Relapse, depression, anxiety and psychosocial functioning were not measured in this trial. Global state, psychosocial functioning, depression, anxiety and numbers of participants leaving the study early for any reason were not measured by this trial. This is the first systematic review and meta-analysis of pharmacological and psychological treatments for children, adolescents and young adults with psychosis and schizophrenia. The data set on antipsychotics includes 19 trials, with participants with a median mean age of Low quality evidence suggests small effects for antipsychotic medication on positive and negative symptoms, depression and psychosocial functioning and a large effect on global state, but also a medium effect on weight gain which increased quickly, especially over the first six weeks of treatment, with a median of the mean change in weight across antipsychotic treated participants of 1.
We note that in these trials the placebo groups improved substantially, with antipsychotics adding relatively small additional benefit.
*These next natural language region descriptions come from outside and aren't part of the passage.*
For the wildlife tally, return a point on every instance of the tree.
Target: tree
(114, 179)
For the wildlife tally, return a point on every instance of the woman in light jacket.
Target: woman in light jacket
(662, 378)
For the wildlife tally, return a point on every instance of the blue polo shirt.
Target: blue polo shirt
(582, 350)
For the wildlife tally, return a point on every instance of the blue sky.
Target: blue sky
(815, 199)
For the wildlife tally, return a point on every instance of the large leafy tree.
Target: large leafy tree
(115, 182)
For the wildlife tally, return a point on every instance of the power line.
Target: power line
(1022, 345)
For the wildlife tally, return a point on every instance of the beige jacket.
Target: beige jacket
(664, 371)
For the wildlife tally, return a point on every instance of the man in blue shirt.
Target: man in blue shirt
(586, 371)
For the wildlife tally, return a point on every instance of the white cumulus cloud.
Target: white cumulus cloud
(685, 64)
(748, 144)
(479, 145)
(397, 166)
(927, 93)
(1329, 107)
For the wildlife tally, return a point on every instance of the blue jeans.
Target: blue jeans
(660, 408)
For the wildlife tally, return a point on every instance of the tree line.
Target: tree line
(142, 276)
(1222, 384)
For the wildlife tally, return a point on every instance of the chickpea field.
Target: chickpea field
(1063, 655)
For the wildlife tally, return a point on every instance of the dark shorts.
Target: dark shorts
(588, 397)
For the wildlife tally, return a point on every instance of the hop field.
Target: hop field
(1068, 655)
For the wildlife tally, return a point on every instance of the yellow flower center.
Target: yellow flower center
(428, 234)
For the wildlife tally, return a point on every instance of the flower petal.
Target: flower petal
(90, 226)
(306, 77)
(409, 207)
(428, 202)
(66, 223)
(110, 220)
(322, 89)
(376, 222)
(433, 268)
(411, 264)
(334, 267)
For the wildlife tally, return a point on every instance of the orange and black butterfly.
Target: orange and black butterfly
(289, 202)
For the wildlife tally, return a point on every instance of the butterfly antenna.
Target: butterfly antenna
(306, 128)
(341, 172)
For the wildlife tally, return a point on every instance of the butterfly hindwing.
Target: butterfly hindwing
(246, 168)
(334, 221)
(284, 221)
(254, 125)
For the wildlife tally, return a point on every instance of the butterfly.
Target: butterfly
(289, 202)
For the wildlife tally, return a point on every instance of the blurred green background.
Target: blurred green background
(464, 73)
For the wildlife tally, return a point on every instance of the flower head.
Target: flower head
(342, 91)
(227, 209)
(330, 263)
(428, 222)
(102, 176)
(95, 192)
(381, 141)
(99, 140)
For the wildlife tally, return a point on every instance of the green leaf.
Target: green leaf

mikamepas.tk Head-to-head trials of antipsychotics showed medium to large differential effects on weight gain with olanzapine. However, most head-to-head trials of antipsychotics were underpowered and the evidence was very low quality, making any comparisons between individual antipsychotics unreliable. The data set for psychological treatments amounted to eight trials, including participants. Disappointingly, there were no psychological treatment trials for children or young people under 18 years of age reporting data in a sufficient format to be included in an analysis; but for young people under 25 years old, we found some low quality evidence that combining family interventions with individual CBT had a strong, statistically significant effect on extending time to relapse, although there were no differences in relapse rate.
No significant beneficial effects were found for psychological interventions for psychotic symptoms or for depression. It was not possible to meta-analyse data from any of the psychological treatment trials, largely because of variation in controls, and we found no other statistically significant effects.